Hours (and hours and hours) of homework battles threatened to destroy any hope of a meaningful mother-son relationship. Often Jon would come home from work and take over the battling. It was painful. Every last problem of every (very) lengthy assignment was painful. And in the beginning, when assignments would come back with poor grades, our frustration reached its peak. Literally two to four hours of working would sometimes result in failing or barely passing grades. Neither Jon nor I could understand why two college educated adults often struggled to successfully complete 8th grade algebra assignments.
I scheduled an appointment with Caleb's baby-faced algebra teacher who wore stylish argyle sweaters. I was hoping he'd tell me that the student who corrected the assignments had graded incorrectly and Caleb's answers weren't wrong after all. But alas, they were. Often we'd gotten the right answers but had failed to properly show or label each line-by-line step of the solution but other times the answers were wrong and we'd not understand why. If we couldn't understand this, how in the world would Caleb be successful? The teacher did help me learn how to use the online textbook (a HUGE help) and I did better understand his procedures after meeting with him but still, I cried all the way home. There was no light at the end of the algebra tunnel and I truly didn't know how we'd survive a year of it.
Two o'clock always brought a pit of dread to my gut.

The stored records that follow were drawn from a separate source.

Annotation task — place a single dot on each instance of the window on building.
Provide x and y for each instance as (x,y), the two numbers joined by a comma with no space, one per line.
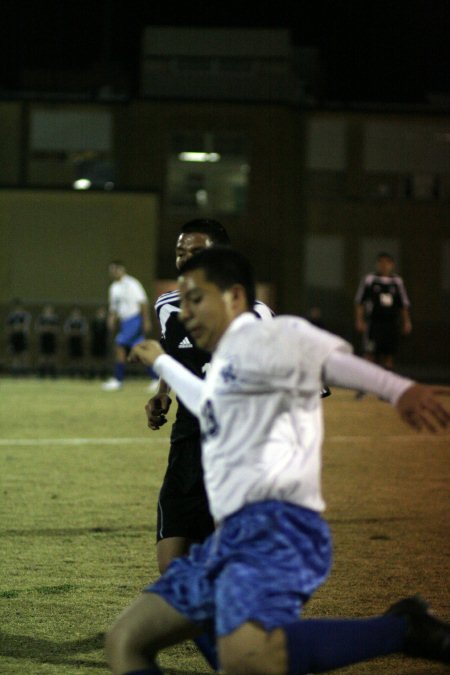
(71,147)
(207,172)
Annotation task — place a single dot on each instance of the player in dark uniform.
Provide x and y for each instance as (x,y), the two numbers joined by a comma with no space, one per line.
(76,330)
(18,329)
(382,312)
(183,513)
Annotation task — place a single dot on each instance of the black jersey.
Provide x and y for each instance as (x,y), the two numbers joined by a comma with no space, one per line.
(18,321)
(177,342)
(382,297)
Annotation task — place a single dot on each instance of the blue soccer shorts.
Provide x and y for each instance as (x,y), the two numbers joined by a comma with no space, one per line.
(262,564)
(131,332)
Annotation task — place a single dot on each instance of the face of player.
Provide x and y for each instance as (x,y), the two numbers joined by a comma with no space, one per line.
(116,272)
(385,266)
(206,311)
(188,245)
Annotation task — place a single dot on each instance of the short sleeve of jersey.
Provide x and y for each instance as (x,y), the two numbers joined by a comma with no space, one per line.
(140,294)
(285,353)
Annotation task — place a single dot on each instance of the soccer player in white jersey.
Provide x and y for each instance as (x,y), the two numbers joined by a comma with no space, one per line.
(129,311)
(261,419)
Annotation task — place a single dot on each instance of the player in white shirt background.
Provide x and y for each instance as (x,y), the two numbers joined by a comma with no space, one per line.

I braced myself for a minimum of 2 hours of online tutorials, pages and pages of scratch paper and inevitable battles with a belligerent teenage boy. It's hard to say who hated it more.

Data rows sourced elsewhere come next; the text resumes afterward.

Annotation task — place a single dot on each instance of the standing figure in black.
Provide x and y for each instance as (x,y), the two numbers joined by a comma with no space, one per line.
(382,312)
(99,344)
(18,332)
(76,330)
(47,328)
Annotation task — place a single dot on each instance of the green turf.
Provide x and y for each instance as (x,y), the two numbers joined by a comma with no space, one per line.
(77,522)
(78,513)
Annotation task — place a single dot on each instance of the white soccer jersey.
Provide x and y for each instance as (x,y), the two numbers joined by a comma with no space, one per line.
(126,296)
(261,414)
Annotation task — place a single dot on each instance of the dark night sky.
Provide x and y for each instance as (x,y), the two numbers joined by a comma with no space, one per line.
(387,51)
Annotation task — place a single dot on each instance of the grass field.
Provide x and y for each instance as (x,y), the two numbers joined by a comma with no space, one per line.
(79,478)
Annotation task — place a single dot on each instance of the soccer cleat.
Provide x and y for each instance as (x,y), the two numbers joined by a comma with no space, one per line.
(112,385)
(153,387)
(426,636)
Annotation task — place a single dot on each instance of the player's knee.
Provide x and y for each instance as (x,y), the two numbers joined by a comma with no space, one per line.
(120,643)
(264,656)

When test time came, we'd spend upwards of six hours pouring over expressions, equations and functions. Usually he'd get a B and we'd celebrate. And all those daily assignments (which we eventually figured out) kept his overall grade right around an A-. I used to claim that A was as much mine as it was Caleb's.
Jon took these candid shots back in November. It was one of our more peaceful days. Still, they drum up some mighty bad memories for both of us.

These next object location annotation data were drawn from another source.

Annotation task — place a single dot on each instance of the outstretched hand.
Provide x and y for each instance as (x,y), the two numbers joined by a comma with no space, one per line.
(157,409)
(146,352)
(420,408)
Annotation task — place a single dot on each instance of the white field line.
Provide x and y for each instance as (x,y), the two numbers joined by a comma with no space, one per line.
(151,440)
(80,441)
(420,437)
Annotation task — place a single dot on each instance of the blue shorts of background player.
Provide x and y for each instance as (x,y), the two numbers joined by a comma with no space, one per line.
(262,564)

I met with his teacher again when parent/teacher conferences came around in mid-November. I lamented that while we now better understood all of his standards and procedures, the lengthy assignments were still taking a considerable toll on our family. He assured me that while the first few months are often laborious, his students typically hit their algebra stride come January. We pressed forward holding out hope for the new year.
But the day after Thanksgiving, everything changed. In an instant. Caleb's teacher went to the mountains to cut down a Christmas tree with his family. A snow bank gave way, causing him to fall 40 feet down a rocky hill. His injuries left him a paraplegic. A terrible, terrible tragedy.
It was clear this teacher would not be able to return and a new teacher was brought in. Soon after, Caleb began completing much of his assignments in school and what little he does bring home, he is able to complete entirely on his own. I hate to imply--because it's not even remotely my intent--that one man's tragedy resulted in more peace and ease in our home, but the fact is that I haven't spent even one minute doing algebra with Caleb in over three months! It's like day and night. Black and white.
Is it wrong--in the face of this tragedy--to feel grateful that I don't have to do hours of homework anymore and even more importantly, that my son and I now fight a lot less? I mean, Caleb's teacher's life has changed forever. He's enduring a far greater trial than daily homework battles, even if they were treacherous. And they were. But does feeling gratitude for our situation somehow diminish the sorrow I feel about his teacher's injuries? I hope not. Perhaps it doesn't have as much to do with getting a new teacher as it does that the new year finally came and it all got easier like his former teacher said it would. Either way, afternoons at our house are entirely different now.
I still maintain a very watchful eye over Caleb's academics and am at times resentful of the hounding I have to do to make sure his best is accomplished. But Caleb finished this semester with his highest-ever GPA and earned an induction into the National Junior Honor Society. He's always made the Honor Roll, but this was the first time he has made it into the NJHS.
"I made it, Mom!" he said when he saw the asterisk next to his name on the program at the Honor Roll assembly, denoting his NJHS achievement.
"That's great, Caleb. I'm so proud of you," I said through the lump in my throat while willing my eyes to hold back the tears.
Perhaps challenges such as Caleb's make accomplishments such as these more difficult to obtain, but I've decided the joy of the achievement is likewise even sweeter.
In my weak moments I wonder what it's like for parents whose kids don't have to struggle. Then I realize I get the blessing of an even greater appreciation for the accomplishment.
We're really not battling each other. We're battling together. And I think we're winning.